The talks, too, were great. It was very interesting to hear about all the projects going on on and around the trail, and to meet the people who so passionately work on making the trail a better place. For example, “So Way” and “EBrake” talked about their cleanup project named Hiker Trash Trail Maintenance which was supplying repeat thru-hikers with goodies and gear so that they could educate hikers on the trail about proper Leave No Trace principles. I met one of these hikers on my second day on the trail. After promising him I would not leave graffiti in the shelters, he gave me a bag of beef jerky! However, my favorite talk of the day was definitely the one by Odie (of the Hiker Yearbook ) about town etiquette (Take a shower before hitting the bar. No alcohol generally means no drugs, too). It was funny, and obviously inspired by first-hand experiences.
That day was full of meeting people I had heard (or read) about. I bought my guidebook from David Miller aka AWOL himself, heard the famed Miss Janet talk about Hiking Your Own Hike (HYOH but also take responsibility, call each other out but also compromise. Give back to the community.) and even had a peek inside the Peacemaker Bus, the insanely cool bus converted by the Twelve Tribes.
My uncle had driven up from Floriday that day to see me, so the three of us had dinner in the lodge that evening.

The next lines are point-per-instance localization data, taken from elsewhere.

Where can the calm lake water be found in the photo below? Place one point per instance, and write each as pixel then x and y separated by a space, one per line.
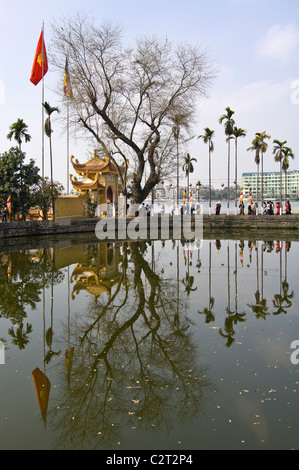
pixel 149 345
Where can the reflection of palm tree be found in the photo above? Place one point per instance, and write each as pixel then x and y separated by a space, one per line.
pixel 188 168
pixel 207 311
pixel 188 283
pixel 228 331
pixel 20 337
pixel 286 296
pixel 283 301
pixel 260 307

The restaurant there was great. It was buffet style so it changed every night, but that also meant it had an actual pie buffet. I was happy.

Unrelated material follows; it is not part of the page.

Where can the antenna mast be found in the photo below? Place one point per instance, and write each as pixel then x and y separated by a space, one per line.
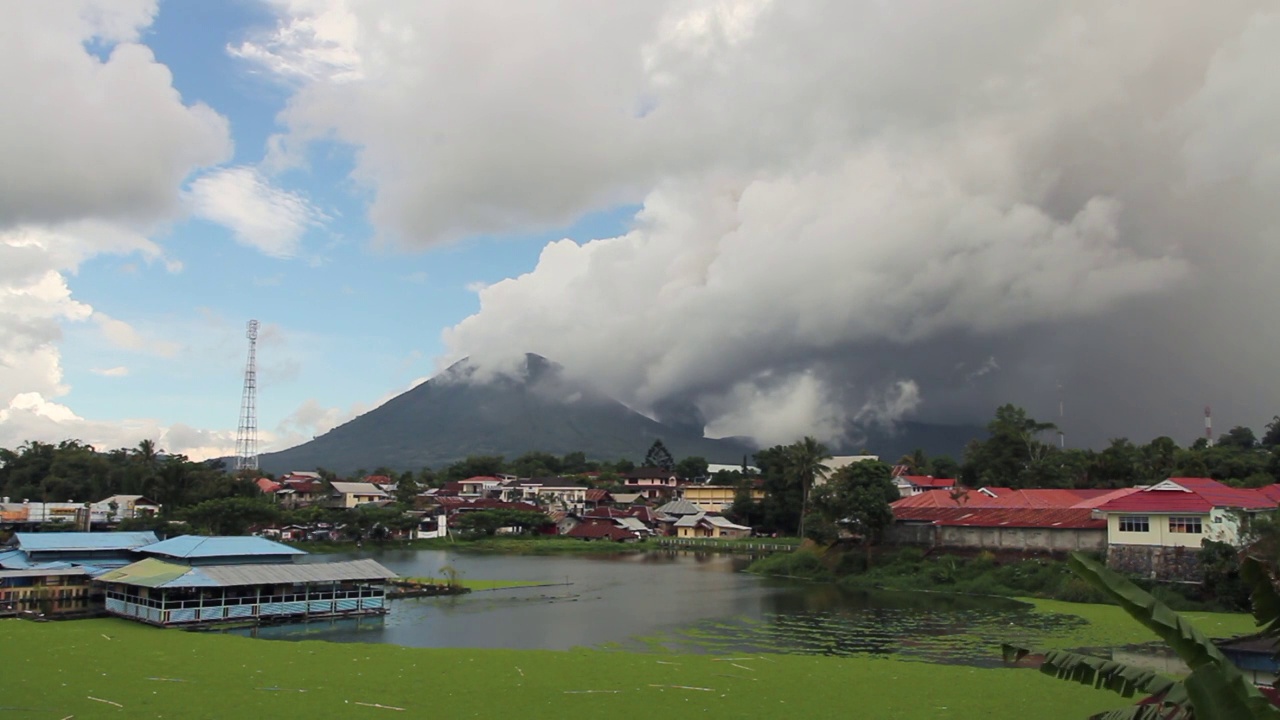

That night I slept in my tent again, now with two sleeping bags, and was toasty warm. The next morning I was greeted with bacon pancakes for breakfast! No time to waste though – we headed back to the lodge for a panel with hostel owners. There were five hostel owners, all from different parts of the trail and all with hostels in different kinds of towns. Their words were very insightful. They talked about work for stay, about mail drops (hostels > post offices! don’t pack pasta sides!), about talking to Southbounders for information, and about how hostel owners are sometimes treated by hikers. They really emphasized that point; when hikers get in to hostels they are often tired. They might be rained on and hungry. However, hostel owners also deal with large amounts of people and are also human and oftentimes you are practically staying in their homes. It is important to be patient and kind.

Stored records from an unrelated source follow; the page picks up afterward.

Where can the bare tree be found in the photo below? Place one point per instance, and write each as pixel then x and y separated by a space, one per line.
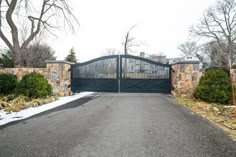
pixel 129 42
pixel 189 48
pixel 37 54
pixel 111 51
pixel 159 57
pixel 219 23
pixel 39 15
pixel 214 54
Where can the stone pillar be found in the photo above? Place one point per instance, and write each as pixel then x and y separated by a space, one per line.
pixel 59 76
pixel 185 78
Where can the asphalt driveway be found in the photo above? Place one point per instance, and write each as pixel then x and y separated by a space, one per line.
pixel 116 125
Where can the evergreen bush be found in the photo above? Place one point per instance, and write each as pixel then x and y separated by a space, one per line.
pixel 214 87
pixel 34 85
pixel 8 83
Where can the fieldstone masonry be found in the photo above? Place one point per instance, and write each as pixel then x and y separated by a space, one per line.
pixel 57 73
pixel 185 78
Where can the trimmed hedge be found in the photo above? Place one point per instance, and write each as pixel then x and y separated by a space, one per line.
pixel 8 83
pixel 34 85
pixel 214 87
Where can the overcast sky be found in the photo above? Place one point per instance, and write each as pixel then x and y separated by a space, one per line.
pixel 161 25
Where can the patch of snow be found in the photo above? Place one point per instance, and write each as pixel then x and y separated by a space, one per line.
pixel 23 114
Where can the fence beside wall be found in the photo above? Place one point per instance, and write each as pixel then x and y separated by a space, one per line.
pixel 185 76
pixel 57 73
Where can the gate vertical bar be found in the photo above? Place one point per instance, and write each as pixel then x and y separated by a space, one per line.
pixel 118 72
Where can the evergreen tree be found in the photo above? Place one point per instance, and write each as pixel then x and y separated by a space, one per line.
pixel 71 56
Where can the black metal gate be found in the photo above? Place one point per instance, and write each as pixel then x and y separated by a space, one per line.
pixel 122 73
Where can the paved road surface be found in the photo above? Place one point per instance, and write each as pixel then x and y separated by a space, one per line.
pixel 116 125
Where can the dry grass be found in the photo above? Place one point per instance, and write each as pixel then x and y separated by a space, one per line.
pixel 222 116
pixel 16 104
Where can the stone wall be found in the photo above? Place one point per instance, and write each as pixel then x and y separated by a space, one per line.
pixel 184 79
pixel 20 72
pixel 57 73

The Sunday of the Kick Off went by fast and before I knew it, I was heading to the visitor’s center once more, this time to actually register my thru-hike. The center would still be closed the next morning when we were heading off, so it was now or never. Clarity was there once again, completely understanding of my near-hysteria. Did I have everything? Did I have too much? My things barely fit in my pack and I actually had to add extra compartments to fit everything. My food bag basically took up half of my pack. I was tired and nervous. She calmed me down and made me weigh my pack. 40lbs. Ouch. I registered, and then she convinced me to let her take a look at what was in my pack. A shakedown. I could check another thru-hiker achievement off my list.
It helped a lot. I was convinced to leave a couple of things behind, to take less food, less water, and less worries. Since my dad would be following me in the camper for a couple of weeks I had all the time I needed to decide what I did and didn’t need. I would be okay!
We headed back to the campground one last time. The next day was Monday, March 7th.. the day my hike would begin.